Your application is equipped with cool features when compared to your competitor’s application. However, you still see that your users are not happy or you are not getting more users registered on your application or cart abandoning or no conversions happening or many other numerous problems. We see that there can be many reasons and one among them would be the performance factor of your application. It may be your server response, front-end performance which speaks about your client-side code, or database query execution performance. Be it anything, we know everything matters and collectively the application performs better with respect to rendering, loading time and many other attributes.
PERFORMANCE ENGINEERING IT IS!
We are followers of Scott Barber and we understand Web Load Testing / Stress Testing / Front-end Performance Testing well enough. We understand HTTP requests and headers, their sizes, caching and all minute things that impacts performance of your web app. We observe the behavior of the application very carefully and monitor the logs.
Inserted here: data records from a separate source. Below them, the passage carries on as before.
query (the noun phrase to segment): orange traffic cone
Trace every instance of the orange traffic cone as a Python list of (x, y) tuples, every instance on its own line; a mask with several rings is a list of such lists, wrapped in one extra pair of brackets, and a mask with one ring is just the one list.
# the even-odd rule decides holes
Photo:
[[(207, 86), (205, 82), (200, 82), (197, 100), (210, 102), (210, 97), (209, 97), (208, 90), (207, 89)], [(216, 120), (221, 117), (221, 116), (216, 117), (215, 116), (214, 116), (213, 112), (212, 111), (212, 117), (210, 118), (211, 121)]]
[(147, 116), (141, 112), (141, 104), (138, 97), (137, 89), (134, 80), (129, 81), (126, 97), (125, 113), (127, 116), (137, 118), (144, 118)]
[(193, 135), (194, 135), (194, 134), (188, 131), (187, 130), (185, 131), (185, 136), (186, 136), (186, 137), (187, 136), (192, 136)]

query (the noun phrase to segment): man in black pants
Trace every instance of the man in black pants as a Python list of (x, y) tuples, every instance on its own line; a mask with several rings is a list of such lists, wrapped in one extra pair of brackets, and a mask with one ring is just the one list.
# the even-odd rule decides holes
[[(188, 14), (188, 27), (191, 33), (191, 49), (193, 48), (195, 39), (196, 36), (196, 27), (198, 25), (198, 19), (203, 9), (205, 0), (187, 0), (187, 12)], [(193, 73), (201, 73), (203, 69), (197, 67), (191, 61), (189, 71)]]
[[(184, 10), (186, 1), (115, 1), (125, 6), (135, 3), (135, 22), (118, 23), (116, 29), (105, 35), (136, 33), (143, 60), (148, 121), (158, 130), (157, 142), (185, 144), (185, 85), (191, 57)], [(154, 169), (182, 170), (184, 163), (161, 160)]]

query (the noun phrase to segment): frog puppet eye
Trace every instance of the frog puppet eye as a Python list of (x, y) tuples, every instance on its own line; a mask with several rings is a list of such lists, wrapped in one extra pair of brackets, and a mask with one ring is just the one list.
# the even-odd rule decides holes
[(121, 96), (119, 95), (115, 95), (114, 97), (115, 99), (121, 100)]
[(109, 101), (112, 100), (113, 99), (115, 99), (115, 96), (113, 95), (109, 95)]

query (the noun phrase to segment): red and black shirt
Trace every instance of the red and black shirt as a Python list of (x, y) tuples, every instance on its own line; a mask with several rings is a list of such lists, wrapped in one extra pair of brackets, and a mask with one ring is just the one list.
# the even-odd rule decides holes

And that is why we call “Performance Engineering”.
We run lots of iterations before we come to a conclusion and here is a sneak peek into a part of what we do in performance testing for applications.
- Bandwidth related tests
- Web-page load with cache
- Web-page load without cache
- Identifying possible bottlenecks
- Identify the key scenarios
- Design test data for every test that we do
- Simulate user variances
- And more
OPEN SOURCE AND COMMERCIAL TOOLS
We respect tools as they aid in implementing our ideas, but mind-set is first and then tools (A fool with a tool is still a fool ~ Marshal McLuhan). We employ open-source tools or commercial tools based on the need that we have. Why open-source? Because we have the flexibility in changing the code to suit our needs and as we have in-house hard-core developers, it will not be difficult for us to tweak the tool to suit our performance testing needs. Why commercial? Because “Context is the king” and we consider time, efforts, budget attributes to decide whether we need to go with open-source / freeware or commercial tools? We value both open-source and commercial tools when it comes to performance testing or load testing or stress testing or volume testing.